Une situation comptable serrée dans le groupe G
Actuellement en tête du groupe G avec 9 points, à égalité avec le Mozambique, l’équipe nationale algérienne aborde un moment charnière des qualifications. Les prochaines confrontations face au Botswana et aux Mambas s’annoncent déterminantes pour la suite du parcours vers le Mondial 2026.
Les certitudes de Petkovic pour la liste de mars
Plusieurs cadres sont assurés de leur place dans la prochaine liste. Amine Gouiri, performant avec l’Olympique de Marseille, devrait être appelé, tout comme Amine Amoura, qui attire les regards des clubs européens. Riyad Mahrez, Ramy Bensebaini et Houssem Aouar font également partie des joueurs attendus.

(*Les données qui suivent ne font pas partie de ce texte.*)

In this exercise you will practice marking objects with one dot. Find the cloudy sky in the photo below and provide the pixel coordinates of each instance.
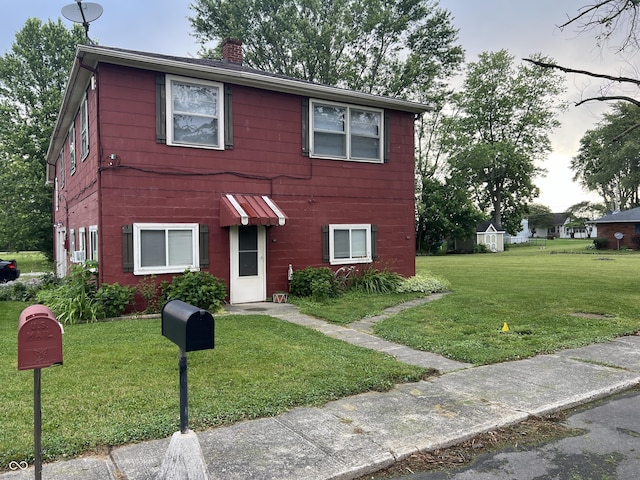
(522, 27)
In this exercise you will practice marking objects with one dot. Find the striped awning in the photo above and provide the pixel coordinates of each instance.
(250, 210)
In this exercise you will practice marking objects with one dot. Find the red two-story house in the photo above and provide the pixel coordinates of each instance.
(162, 164)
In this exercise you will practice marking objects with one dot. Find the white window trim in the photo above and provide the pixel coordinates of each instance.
(347, 132)
(93, 246)
(195, 239)
(169, 111)
(354, 226)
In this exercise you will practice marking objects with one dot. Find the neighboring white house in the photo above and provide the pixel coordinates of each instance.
(561, 229)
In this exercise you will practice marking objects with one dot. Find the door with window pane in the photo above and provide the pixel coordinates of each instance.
(248, 279)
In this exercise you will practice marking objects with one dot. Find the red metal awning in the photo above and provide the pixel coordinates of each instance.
(250, 210)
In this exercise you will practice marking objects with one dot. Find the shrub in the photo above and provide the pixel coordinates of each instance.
(317, 282)
(372, 280)
(71, 302)
(423, 284)
(76, 298)
(200, 289)
(151, 293)
(113, 299)
(600, 243)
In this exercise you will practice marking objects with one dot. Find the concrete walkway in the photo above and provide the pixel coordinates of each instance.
(353, 436)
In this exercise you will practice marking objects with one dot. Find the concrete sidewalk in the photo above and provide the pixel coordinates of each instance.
(356, 435)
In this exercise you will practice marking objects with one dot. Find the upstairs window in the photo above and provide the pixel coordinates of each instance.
(194, 113)
(84, 129)
(346, 132)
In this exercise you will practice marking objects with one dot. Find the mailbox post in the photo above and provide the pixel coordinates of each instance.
(39, 346)
(191, 328)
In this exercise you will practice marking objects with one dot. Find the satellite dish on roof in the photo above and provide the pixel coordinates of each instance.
(83, 13)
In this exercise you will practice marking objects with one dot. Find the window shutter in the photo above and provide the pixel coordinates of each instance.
(305, 127)
(387, 143)
(325, 244)
(204, 245)
(374, 242)
(228, 118)
(161, 109)
(127, 248)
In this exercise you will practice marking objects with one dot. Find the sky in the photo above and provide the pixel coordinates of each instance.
(522, 27)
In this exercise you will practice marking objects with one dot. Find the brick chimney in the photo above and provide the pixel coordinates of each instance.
(232, 50)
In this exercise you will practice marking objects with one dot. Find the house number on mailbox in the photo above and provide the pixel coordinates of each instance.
(38, 331)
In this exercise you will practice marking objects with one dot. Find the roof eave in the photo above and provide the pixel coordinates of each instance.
(88, 57)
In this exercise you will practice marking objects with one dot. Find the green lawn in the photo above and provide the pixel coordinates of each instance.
(543, 295)
(119, 381)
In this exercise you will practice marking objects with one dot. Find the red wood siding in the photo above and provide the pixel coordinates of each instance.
(152, 182)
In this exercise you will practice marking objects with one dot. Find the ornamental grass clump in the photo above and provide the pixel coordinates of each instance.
(374, 281)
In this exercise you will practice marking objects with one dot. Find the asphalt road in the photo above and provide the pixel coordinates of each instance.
(609, 449)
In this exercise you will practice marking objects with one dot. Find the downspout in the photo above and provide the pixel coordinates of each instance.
(94, 86)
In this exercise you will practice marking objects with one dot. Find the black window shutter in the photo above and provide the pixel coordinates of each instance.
(204, 246)
(161, 109)
(387, 141)
(325, 243)
(127, 248)
(305, 127)
(228, 118)
(374, 242)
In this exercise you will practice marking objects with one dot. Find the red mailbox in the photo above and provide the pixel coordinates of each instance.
(39, 338)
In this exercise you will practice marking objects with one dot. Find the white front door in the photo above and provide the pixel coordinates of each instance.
(61, 252)
(248, 264)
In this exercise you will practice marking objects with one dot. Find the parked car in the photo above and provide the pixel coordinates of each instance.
(8, 270)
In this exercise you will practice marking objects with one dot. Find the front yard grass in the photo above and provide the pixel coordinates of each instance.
(351, 306)
(562, 297)
(119, 381)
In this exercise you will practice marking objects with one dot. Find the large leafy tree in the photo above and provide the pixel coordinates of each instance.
(445, 212)
(505, 114)
(608, 161)
(390, 47)
(614, 23)
(32, 79)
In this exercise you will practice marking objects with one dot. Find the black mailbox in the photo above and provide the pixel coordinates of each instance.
(189, 327)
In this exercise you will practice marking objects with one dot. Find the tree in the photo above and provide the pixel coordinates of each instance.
(608, 161)
(539, 216)
(33, 75)
(605, 18)
(444, 212)
(505, 116)
(391, 47)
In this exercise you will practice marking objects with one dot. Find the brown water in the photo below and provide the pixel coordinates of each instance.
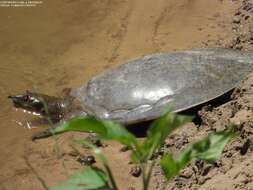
(63, 43)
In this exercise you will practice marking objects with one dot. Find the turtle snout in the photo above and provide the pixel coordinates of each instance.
(18, 100)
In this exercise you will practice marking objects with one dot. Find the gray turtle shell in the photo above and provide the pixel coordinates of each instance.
(141, 89)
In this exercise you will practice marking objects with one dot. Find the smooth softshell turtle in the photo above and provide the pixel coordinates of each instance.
(141, 89)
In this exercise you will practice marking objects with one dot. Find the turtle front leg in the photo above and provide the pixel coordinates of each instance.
(42, 134)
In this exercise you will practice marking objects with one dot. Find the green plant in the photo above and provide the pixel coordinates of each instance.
(208, 149)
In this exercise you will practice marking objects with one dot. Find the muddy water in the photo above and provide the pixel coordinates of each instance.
(62, 43)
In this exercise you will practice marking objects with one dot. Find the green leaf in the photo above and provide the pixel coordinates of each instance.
(211, 148)
(87, 179)
(159, 131)
(105, 129)
(208, 149)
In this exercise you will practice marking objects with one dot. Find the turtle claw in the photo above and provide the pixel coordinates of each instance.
(42, 134)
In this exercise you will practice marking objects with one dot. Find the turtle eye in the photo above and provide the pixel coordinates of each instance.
(26, 98)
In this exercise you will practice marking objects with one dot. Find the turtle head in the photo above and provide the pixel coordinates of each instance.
(40, 104)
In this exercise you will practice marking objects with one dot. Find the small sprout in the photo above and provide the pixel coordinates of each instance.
(124, 149)
(86, 160)
(135, 171)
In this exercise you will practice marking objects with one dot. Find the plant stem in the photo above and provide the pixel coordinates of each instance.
(114, 185)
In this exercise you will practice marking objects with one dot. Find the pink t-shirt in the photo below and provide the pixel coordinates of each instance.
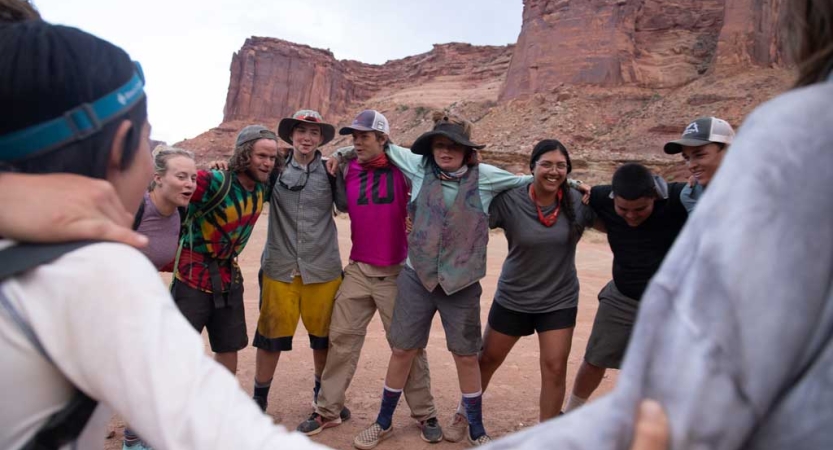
(377, 201)
(162, 232)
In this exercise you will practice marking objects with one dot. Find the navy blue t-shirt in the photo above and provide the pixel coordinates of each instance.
(639, 251)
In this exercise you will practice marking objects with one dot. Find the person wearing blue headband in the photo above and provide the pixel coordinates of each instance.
(94, 330)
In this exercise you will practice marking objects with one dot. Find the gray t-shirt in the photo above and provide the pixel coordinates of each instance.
(539, 273)
(735, 332)
(162, 232)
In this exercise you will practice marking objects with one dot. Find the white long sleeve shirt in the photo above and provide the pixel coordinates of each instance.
(111, 328)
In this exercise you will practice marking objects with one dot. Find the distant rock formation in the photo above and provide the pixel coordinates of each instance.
(271, 78)
(647, 43)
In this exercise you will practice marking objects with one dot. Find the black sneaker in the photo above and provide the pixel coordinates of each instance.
(344, 414)
(431, 431)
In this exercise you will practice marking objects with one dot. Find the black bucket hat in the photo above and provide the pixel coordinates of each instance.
(457, 133)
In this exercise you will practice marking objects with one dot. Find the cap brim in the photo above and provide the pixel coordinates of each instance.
(422, 146)
(287, 124)
(674, 147)
(344, 131)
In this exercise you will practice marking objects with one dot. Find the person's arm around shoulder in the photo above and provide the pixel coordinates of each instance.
(63, 208)
(498, 180)
(127, 345)
(497, 210)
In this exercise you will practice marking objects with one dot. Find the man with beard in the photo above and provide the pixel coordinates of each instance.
(208, 285)
(301, 263)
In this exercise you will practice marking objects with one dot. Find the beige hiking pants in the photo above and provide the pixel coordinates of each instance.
(358, 298)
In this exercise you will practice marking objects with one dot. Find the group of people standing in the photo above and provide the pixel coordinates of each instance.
(87, 329)
(419, 229)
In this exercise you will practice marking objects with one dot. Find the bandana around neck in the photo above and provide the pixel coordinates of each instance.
(449, 176)
(376, 163)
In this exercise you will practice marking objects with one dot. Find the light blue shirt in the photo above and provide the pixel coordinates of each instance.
(492, 180)
(690, 195)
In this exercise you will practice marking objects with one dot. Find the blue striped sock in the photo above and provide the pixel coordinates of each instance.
(474, 413)
(390, 398)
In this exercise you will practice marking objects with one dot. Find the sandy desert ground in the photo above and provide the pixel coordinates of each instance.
(510, 404)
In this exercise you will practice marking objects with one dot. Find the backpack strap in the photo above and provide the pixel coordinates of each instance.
(67, 424)
(137, 220)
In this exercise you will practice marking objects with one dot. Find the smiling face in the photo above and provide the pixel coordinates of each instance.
(368, 145)
(264, 154)
(550, 172)
(634, 211)
(447, 153)
(306, 138)
(703, 161)
(178, 182)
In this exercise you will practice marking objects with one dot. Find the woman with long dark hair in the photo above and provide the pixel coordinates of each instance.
(735, 331)
(538, 288)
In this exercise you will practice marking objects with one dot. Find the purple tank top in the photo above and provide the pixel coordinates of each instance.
(377, 201)
(162, 233)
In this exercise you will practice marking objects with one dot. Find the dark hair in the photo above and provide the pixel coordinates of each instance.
(46, 70)
(553, 145)
(17, 11)
(810, 28)
(546, 146)
(633, 181)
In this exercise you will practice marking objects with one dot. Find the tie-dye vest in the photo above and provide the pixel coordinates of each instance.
(448, 245)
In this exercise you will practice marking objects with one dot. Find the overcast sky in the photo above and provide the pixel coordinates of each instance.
(185, 47)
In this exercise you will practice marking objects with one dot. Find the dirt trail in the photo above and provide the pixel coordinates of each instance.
(510, 404)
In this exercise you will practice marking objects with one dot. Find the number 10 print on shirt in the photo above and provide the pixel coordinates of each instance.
(377, 174)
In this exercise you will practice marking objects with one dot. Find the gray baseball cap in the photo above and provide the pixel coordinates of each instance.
(702, 131)
(367, 120)
(253, 133)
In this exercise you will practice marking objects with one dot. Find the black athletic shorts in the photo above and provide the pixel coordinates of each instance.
(514, 323)
(226, 325)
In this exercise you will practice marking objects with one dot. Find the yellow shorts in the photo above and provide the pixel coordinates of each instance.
(283, 303)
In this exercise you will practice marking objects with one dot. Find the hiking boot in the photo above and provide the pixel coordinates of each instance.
(431, 431)
(371, 436)
(261, 402)
(482, 440)
(344, 414)
(457, 429)
(137, 444)
(316, 424)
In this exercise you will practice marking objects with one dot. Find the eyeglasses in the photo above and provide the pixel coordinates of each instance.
(302, 181)
(546, 165)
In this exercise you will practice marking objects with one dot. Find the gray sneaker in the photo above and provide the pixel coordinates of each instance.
(371, 436)
(458, 429)
(482, 440)
(431, 431)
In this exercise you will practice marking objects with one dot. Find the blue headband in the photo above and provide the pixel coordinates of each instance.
(75, 124)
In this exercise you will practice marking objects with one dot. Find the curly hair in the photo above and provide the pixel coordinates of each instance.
(242, 157)
(17, 11)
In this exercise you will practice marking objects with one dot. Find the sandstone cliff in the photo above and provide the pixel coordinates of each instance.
(612, 79)
(647, 43)
(271, 78)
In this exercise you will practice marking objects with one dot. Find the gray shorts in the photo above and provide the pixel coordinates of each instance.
(611, 329)
(414, 311)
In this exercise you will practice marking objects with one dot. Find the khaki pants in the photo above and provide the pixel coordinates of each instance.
(357, 299)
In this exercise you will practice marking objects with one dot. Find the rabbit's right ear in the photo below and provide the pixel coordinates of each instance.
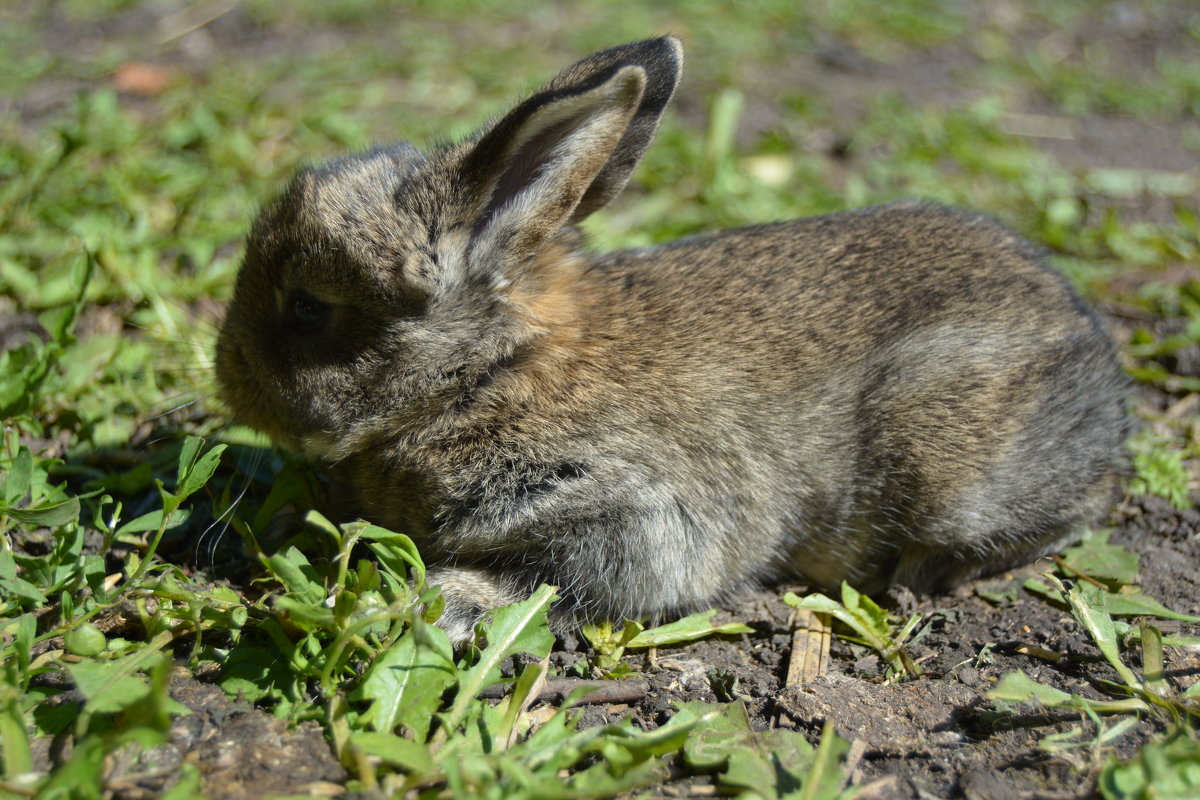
(569, 149)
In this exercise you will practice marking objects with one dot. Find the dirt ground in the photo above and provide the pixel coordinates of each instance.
(929, 737)
(935, 735)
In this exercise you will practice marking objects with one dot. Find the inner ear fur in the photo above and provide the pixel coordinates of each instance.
(567, 150)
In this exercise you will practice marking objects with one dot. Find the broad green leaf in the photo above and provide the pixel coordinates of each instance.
(306, 615)
(1019, 687)
(521, 627)
(688, 629)
(1089, 606)
(406, 683)
(412, 756)
(771, 763)
(17, 481)
(13, 585)
(151, 521)
(109, 685)
(825, 776)
(1098, 559)
(195, 470)
(52, 516)
(297, 573)
(1120, 605)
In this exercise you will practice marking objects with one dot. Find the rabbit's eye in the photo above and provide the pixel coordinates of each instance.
(305, 313)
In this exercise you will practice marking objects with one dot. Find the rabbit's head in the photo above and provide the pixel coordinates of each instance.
(381, 284)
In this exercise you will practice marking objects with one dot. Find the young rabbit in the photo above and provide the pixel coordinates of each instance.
(901, 394)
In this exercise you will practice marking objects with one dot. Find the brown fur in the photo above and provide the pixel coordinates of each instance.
(897, 394)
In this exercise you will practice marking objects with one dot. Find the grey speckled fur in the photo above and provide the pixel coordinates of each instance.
(897, 394)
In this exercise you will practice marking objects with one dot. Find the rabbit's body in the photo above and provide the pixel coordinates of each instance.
(898, 394)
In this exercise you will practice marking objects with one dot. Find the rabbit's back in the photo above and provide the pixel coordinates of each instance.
(901, 392)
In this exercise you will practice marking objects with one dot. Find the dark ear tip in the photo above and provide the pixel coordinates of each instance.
(666, 50)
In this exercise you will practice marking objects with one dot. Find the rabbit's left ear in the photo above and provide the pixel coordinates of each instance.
(569, 149)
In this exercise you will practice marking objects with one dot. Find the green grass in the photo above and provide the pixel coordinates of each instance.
(120, 227)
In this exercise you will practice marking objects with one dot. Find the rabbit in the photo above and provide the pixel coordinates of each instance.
(899, 394)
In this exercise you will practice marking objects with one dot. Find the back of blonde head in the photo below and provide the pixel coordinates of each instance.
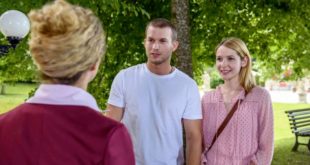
(65, 41)
(246, 78)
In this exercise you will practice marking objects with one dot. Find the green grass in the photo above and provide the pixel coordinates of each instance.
(15, 95)
(284, 139)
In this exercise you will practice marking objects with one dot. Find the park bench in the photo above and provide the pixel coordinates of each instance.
(300, 125)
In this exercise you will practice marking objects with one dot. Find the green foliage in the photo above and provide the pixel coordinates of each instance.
(276, 32)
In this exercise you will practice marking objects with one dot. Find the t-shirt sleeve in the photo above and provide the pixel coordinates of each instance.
(119, 149)
(193, 104)
(116, 96)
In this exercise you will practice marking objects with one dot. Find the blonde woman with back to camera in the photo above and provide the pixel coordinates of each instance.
(237, 115)
(62, 124)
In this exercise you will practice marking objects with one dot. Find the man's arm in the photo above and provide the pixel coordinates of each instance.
(193, 141)
(115, 112)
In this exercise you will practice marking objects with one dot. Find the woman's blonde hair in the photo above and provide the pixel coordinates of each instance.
(65, 41)
(246, 78)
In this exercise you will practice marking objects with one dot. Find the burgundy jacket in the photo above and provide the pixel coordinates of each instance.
(43, 134)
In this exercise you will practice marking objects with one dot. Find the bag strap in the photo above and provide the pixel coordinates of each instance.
(225, 122)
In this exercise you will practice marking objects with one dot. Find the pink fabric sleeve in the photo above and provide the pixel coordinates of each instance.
(266, 133)
(119, 149)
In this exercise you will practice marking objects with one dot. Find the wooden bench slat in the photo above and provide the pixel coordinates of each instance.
(299, 122)
(298, 118)
(297, 110)
(300, 125)
(298, 113)
(302, 130)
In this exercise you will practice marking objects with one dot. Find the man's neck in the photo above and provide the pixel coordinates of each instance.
(161, 69)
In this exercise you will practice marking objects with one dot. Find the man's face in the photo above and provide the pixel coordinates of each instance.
(159, 45)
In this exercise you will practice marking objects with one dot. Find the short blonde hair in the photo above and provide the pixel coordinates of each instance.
(246, 78)
(65, 41)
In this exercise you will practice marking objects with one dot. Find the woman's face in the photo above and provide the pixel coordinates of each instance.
(228, 63)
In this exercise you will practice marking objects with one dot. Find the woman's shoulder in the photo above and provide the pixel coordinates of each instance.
(209, 96)
(259, 93)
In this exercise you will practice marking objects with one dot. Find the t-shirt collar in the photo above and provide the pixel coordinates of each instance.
(57, 94)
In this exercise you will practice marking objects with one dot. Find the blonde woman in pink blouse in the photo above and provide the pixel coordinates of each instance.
(247, 139)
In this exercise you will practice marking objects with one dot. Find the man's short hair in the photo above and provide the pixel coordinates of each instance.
(162, 23)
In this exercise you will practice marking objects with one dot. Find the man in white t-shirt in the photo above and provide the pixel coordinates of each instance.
(153, 100)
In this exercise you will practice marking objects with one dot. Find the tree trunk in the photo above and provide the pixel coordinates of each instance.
(180, 18)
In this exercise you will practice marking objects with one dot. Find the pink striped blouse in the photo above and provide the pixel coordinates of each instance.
(249, 134)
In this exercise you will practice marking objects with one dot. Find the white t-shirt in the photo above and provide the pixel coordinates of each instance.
(154, 107)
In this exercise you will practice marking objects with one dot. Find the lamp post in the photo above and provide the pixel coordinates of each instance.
(14, 25)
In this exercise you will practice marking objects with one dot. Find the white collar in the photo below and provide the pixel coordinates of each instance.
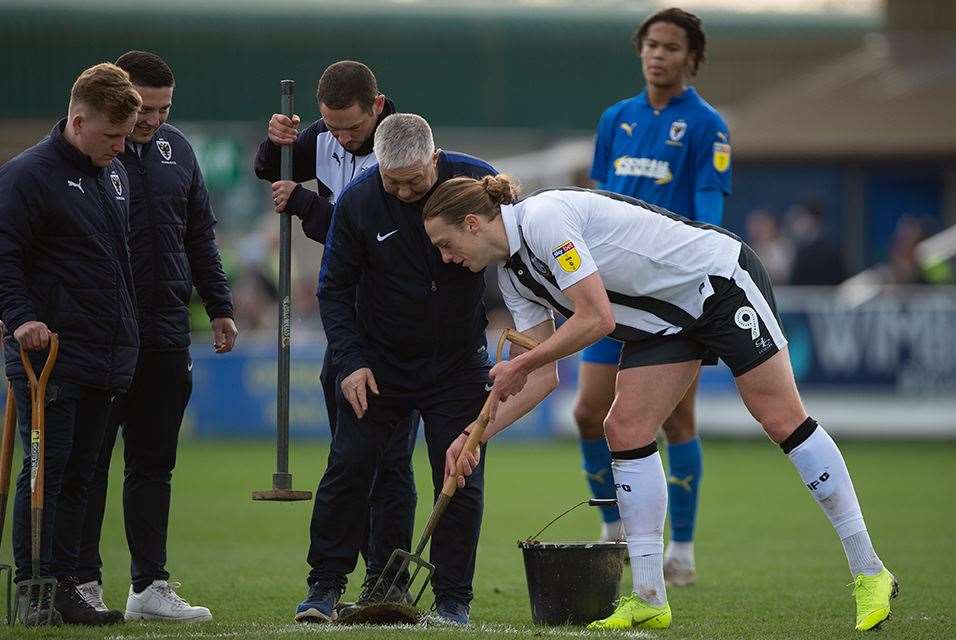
(509, 216)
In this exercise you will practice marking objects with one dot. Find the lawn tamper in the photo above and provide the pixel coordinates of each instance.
(395, 586)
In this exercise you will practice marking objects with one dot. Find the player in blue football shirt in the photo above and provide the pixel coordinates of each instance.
(669, 147)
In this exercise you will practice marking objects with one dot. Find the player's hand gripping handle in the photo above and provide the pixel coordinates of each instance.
(476, 430)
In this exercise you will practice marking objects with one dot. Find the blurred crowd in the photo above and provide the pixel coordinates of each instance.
(796, 245)
(798, 249)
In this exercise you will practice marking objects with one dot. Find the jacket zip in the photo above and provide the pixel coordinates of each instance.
(110, 214)
(148, 196)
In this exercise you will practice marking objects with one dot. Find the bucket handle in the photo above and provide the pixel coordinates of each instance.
(593, 502)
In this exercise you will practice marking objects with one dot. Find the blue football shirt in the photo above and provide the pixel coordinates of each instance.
(663, 156)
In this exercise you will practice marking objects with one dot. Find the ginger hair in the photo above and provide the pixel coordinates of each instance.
(456, 198)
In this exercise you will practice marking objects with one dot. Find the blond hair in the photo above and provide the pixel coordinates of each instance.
(456, 198)
(107, 89)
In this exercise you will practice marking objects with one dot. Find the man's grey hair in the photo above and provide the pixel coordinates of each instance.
(403, 140)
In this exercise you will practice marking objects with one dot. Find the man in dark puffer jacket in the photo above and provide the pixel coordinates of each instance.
(173, 247)
(65, 268)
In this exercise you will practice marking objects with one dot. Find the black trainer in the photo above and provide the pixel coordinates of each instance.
(38, 611)
(76, 610)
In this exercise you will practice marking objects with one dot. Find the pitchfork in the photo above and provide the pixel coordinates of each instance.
(401, 560)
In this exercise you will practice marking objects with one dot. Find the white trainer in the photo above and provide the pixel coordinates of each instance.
(612, 531)
(159, 601)
(92, 592)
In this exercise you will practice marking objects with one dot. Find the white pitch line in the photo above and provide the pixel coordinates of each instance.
(499, 629)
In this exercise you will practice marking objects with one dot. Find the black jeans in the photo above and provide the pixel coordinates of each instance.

Dans les buts, Anthony Mandréa, qui a retrouvé sa place de titulaire à Caen sous Michel Der Zakarian, apparaît comme un choix logique pour le poste de gardien.
Une politique de stabilité assumée
Le président de la Fédération algérienne de football, Walid Sadi, a établi une ligne directrice claire : seuls les joueurs déjà présents dans la liste élargie de Petkovic seront éligibles à la sélection. Cette décision vise à maintenir une cohésion au sein du groupe dans cette phase cruciale des qualifications.
Les ajustements nécessaires pour mars
Certains changements sont néanmoins à prévoir. Youcef Atal, confronté à des difficultés sportives et extra-sportives, pourrait ne pas être retenu. Des talents prometteurs comme Jaouen Hadjam, malgré ses performances remarquables avec les Young Boys en Suisse, devront attendre leur tour conformément à la politique de stabilité mise en place.